Moraga co-editedThis Bridge Called My Back: Writings by Radical Women of Color. Her plays Shadow of a Man and Watsonville: Some Place Not Here won the Fund for New American Plays Award, and Heroes and Saints earned the Pen West Award for Drama in 1992.

She spoke at the University of Oregon as part of the Women of Color Speaker Series: Intersecting Identities.

The award-winning playwright, poet, and essayist said technology was erasing indigenous culture and memory, resulting in a form of social “amnesia.”

In a time when historical culture is fading, it is now “that indigenous memory matters,” Moraga said.

“Cultural incursion was not always the law in this land,” Moraga said. She added that technology was erasing culture.

Moraga said she believed in “making connections transnationally” to solve the problem. She added that women of color should band together and preserve culture.

“I am hardly a prophet,” Moraga said.
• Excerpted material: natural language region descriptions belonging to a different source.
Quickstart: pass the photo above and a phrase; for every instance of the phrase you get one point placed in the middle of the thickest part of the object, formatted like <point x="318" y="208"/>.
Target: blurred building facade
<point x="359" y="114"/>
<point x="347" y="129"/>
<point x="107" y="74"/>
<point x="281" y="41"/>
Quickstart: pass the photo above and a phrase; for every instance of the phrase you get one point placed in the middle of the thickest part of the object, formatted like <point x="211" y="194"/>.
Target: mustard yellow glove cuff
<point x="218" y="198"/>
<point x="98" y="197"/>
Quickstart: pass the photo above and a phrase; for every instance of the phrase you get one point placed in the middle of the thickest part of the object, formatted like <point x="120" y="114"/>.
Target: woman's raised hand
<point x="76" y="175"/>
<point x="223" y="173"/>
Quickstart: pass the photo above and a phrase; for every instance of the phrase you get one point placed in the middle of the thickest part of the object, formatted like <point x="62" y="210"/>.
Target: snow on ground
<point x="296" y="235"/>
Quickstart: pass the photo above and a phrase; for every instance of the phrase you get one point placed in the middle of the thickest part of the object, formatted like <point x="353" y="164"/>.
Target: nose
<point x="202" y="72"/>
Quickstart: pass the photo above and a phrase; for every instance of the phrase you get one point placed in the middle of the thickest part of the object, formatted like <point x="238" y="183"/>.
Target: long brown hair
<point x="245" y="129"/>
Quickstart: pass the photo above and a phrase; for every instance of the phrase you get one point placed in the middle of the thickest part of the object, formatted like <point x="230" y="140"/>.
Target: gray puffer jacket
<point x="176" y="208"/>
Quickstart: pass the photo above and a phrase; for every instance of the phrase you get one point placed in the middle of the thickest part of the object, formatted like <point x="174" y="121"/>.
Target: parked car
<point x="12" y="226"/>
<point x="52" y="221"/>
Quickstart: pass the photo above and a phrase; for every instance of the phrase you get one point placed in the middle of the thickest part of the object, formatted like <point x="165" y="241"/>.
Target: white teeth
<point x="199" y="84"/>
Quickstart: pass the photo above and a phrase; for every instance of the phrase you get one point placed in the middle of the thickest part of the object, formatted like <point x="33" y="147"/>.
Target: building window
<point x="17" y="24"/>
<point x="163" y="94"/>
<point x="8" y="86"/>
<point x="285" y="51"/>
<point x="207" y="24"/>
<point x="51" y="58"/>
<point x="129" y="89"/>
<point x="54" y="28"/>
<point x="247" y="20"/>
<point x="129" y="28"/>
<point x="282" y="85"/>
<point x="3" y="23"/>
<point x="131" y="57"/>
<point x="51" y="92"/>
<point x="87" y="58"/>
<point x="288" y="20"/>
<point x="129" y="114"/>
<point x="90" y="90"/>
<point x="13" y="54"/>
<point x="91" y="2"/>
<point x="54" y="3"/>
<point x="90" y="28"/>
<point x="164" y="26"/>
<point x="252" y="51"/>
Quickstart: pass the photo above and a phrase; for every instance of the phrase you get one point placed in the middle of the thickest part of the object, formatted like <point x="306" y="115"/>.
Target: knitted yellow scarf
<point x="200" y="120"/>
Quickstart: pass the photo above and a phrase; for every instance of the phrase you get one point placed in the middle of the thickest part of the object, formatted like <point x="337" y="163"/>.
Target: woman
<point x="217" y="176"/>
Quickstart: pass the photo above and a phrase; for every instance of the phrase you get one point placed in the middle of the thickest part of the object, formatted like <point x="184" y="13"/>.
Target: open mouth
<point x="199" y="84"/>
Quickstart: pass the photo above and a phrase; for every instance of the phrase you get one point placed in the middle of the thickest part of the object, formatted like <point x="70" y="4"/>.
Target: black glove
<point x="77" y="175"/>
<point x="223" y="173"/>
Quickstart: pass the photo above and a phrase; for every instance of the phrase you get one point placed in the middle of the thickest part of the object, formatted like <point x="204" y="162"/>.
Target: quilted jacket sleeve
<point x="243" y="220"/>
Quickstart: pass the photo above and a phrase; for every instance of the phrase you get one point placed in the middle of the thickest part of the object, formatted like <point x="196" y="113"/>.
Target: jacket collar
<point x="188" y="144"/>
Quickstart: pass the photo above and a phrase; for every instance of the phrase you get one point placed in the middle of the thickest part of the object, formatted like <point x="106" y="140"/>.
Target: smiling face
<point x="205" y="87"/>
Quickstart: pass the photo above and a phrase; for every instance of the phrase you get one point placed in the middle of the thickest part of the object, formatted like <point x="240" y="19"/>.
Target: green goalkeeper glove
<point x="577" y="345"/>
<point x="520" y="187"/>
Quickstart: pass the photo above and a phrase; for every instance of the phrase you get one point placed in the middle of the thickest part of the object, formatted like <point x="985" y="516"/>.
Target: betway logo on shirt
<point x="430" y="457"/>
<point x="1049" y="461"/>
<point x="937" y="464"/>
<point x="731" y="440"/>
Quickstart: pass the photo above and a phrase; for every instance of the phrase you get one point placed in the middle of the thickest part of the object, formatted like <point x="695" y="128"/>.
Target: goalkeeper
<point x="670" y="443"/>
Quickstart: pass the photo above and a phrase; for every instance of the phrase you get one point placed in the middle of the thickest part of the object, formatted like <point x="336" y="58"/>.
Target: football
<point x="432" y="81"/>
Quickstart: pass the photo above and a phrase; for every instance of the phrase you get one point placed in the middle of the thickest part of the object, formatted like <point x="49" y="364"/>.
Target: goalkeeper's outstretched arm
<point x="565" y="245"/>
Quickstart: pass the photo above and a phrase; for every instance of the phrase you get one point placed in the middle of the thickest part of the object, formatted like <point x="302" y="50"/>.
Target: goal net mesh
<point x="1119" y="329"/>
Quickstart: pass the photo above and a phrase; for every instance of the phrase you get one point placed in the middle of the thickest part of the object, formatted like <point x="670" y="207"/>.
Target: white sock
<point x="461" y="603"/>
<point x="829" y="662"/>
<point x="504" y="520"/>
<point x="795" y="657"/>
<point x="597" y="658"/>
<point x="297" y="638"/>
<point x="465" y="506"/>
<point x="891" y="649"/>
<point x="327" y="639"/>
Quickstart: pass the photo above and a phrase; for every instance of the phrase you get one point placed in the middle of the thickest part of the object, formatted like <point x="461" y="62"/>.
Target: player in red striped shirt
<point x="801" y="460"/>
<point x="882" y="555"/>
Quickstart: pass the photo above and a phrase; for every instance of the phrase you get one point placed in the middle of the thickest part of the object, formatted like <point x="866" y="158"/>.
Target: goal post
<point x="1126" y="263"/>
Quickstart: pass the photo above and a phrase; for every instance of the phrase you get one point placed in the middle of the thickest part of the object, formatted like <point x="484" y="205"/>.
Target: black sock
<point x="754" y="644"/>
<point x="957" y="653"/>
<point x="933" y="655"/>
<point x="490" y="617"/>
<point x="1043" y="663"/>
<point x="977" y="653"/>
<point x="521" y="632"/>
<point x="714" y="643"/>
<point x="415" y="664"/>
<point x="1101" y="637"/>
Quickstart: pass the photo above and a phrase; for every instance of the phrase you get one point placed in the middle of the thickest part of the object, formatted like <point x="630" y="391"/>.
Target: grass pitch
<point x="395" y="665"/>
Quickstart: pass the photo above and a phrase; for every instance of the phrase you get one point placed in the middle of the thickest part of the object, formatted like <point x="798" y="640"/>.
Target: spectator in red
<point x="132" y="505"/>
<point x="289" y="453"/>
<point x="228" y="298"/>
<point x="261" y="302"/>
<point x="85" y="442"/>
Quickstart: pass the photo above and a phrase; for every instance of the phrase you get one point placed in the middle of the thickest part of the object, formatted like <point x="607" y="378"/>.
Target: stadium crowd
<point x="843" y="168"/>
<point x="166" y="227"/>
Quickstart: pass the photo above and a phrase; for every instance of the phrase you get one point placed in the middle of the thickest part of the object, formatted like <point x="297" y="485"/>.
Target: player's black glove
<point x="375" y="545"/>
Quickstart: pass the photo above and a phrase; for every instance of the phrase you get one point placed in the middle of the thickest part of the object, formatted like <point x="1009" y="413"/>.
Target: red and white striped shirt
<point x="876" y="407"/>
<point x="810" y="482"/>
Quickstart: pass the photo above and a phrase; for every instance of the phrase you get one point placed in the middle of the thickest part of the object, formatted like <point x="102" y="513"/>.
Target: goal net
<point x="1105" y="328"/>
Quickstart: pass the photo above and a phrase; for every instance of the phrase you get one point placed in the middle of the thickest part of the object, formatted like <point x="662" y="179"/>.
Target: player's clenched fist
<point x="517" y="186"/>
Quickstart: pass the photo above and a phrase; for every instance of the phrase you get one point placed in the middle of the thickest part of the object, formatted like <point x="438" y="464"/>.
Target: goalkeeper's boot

She added that they must “forge a union among women of color.”

With the oppressive violence towards women in Mexico, Moraga said that peaceful action is necessary and effective.

“We will be able to build a movement from the ground up,” Moraga said. She added protests, such as the ones that helped end Jim Crow laws and the Vietnam War, and the youth vote are important.

Moraga also said she blamed cultural indifference and misunderstanding on a lack of formal education.

“Many of my classes serve as a U.N. with better politics, I hope,” Moraga said.

As immigration continues to be a hot-button issue, Moraga said that many women of color are being forced from their homelands.

“Where is the feminist movement to answer their calls?” Moraga asked. “How do we together contribute to a transnational feminism?”

Moraga’s words were not without action. She has been participating in Fast for Our Future, a movement designed to improve immigration rights.

Moraga received a standing ovation at the end of her speech. The audience also cheered at the mention of Obama’s victory.

Moraga teaches a variety of classes at Stanford, including Latino theater and literature. She has written memoirs on motherhood and sexuality of Latinas, as well as award-winning plays featured in New York, Chicago, and San Francisco.